Many sommeliers and critics will tell you that Languedoc-Roussillon's emerging appellations offer some of the best value around.
The first St-Chinian wines gained appellation status back in 1982, but the past decade has been arguably the most dramatic, as it has also for nearby areas such as Faugeres or Pic-Saint-Loup.
‘The different terroirs of Languedoc have always existed but they have started to emerge,’ said Nelly Belot, head of St-Chinian AOC wines association – or PGI in new Eurocrat speak.
It has been a hard road for Languedoc, France’s biggest producing region. When the EU began paying winemakers to rip out vines and drain Europe’s ‘wine lake’ several years ago, Languedoc was one of its biggest customers.
But, the area’s underdog status has also proved its advantage, some producers argue. ‘There has been a huge evolution in quality,’ Belot told Decanter.com on the sidelines of a St-Chinian wine tasting co-hosted by producers and Decanter at Vintners’ Hall, London, back in 2015.
‘We use the same grapes [Syrah, Mourvedre, Carignan, Grenache], but better techniques.’
It is the sort of area becoming interesting to sommeliers looking for better value on restaurant lists.
And relatively cheap land prices in Languedoc mean that young winemakers are finding a voice. ‘Every year, more young people are starting up,’ Belot said. Vineyards cost around €8,000 per hectare on average.
St-Chinian wines to look out for:
Mas Champart, Blanc, Saint Chinian 2014
92 points /100
Floral, herbal, waxy, spicy, pear and baked apple notes, with subtle vanilla oak and a textured, yet refreshing finish. Alc 13.5%
Clos Bagatelle, Je me souviens, Saint Chinian 2013
Complex, garrigue and rose petal aromas, subtle oak, harmonious red fruits and filigree tannins. Long, sweet and chalky, this is one of the Languedoc’s best red wines. Alc 14%
Stockist: Maison des Vins, €42
Domaine La Linquière, 310 La Sentenelle, Saint-Chinian 2013
The comparative altitude of the wine, combined with a schist-based terroir makes this a very distinctive style – massively aromatic with thyme and rosemary aromas, pepper spice, medium weight tannins and impressive minerality, underpinned by dense, blackberry fruit.
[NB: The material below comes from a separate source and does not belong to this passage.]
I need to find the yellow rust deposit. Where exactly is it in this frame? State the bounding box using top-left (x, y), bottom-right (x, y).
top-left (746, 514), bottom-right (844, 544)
Alc 14.5%
Stockist: Contact winery / €18
Cave de Roquebrun, Seigneur d’Aupenac, Saint-Chinian Roqueburn 2011
A soft, juicy, Syrah-based cuvée with aromatic, carbonic maceration notes. Lavender, Rosemary and juniper, pepper and nutmeg spice and subtle integrated oak. Alc 14%
Borie la Vitarèle, Les Schistes, Saint-Chinian 2013
A comparatively elegant, schist-based blend of Syrah and Grenache, with refined tannins and elegant, spicy bramble and raspberry fruit. This is all about fruit precision rather than oak. Alc 14.5%
Vintages may vary. Stockist search aided by Wine-Searcher.com
This tasting was sponsored by Saint-Chinian wines.